しかし、その歌詞にはいつも、努めて明るくふるまっている強がりの姿が見え隠れする。「時代」は、“そんな時代もあったねと、いつか話せる日がくるわ、あんな時代もあったねと、きっと話せる日がくるわ、だから今日はくよくよしないで、今日の風に吹かれましょう”、今はつらいけど、そのうちよくなるという淡い希望を忍ばせて、今の自分の背中を押している強がりを感じる。

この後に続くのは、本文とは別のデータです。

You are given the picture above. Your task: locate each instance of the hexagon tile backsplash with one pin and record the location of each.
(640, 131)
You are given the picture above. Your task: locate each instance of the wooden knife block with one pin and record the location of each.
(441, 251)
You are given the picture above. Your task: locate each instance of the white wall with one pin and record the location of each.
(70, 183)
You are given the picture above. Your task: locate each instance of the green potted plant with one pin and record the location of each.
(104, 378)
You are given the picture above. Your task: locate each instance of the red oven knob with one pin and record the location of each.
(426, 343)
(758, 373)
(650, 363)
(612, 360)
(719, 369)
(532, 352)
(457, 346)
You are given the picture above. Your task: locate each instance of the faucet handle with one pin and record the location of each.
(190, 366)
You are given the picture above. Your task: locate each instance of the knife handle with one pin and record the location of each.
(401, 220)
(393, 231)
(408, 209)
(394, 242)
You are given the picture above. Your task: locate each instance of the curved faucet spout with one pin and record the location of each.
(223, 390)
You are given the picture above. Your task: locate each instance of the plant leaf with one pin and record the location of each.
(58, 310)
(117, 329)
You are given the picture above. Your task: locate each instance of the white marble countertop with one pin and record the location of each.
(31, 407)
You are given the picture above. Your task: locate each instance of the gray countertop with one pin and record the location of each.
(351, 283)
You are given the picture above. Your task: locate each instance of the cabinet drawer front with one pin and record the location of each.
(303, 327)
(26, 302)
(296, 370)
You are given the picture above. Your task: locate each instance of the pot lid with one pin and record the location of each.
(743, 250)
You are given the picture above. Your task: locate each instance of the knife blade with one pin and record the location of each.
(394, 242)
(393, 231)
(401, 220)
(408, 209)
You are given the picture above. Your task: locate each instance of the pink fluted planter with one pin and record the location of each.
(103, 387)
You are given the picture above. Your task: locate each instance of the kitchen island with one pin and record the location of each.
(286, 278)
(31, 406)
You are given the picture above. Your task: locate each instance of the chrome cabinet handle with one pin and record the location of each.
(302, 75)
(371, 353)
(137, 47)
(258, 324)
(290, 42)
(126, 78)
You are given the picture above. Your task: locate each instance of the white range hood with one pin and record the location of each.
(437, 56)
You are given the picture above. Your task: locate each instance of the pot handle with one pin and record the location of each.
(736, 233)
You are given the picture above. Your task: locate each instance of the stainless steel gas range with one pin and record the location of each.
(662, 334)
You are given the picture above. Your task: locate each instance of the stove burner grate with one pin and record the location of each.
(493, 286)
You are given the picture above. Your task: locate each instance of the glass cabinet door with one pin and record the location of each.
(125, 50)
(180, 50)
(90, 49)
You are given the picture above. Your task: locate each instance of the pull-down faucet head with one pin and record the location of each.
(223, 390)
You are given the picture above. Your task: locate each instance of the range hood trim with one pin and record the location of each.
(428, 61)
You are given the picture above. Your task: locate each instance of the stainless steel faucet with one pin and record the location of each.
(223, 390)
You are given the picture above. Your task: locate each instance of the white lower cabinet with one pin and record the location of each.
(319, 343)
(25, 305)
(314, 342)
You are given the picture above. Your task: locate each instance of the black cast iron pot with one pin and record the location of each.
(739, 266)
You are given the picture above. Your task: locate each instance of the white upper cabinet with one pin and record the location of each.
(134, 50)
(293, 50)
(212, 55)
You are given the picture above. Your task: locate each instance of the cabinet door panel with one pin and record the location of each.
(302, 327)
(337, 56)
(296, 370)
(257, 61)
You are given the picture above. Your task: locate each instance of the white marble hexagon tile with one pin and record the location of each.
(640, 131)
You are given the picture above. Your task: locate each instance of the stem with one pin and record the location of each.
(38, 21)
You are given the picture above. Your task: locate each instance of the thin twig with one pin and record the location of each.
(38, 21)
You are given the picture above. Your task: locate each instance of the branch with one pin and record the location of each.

「地上の星」は、“見送られることもなく、見守られることもなく、地上にある星をだれも覚えていない”、ここにも孤独な自分を奮い立たせている自分の姿が感じられる。もちろん、NHKの看板ドキュメント番組「プロジェクトX挑戦者たち」の主題歌で、堂々たるメジャーな曲なのだ。しかし、この寂しさは、挑戦者たちに共通する孤独感、寂しさを表しているのだろうか。番組のほとんどは苦難への挑戦にハッピーエンドが待っているのだから、もっと明るくてもよいのではないか。

「空と君との間には」は、“君を泣かせたあいつの正体を僕は知っていた、引き留めた僕を君は振り払った”、いつも中島みゆきにとっての“僕”は、陰で耐え忍んでいる。これも、日本テレビ系ドラマ「家なき子」の主題歌だ。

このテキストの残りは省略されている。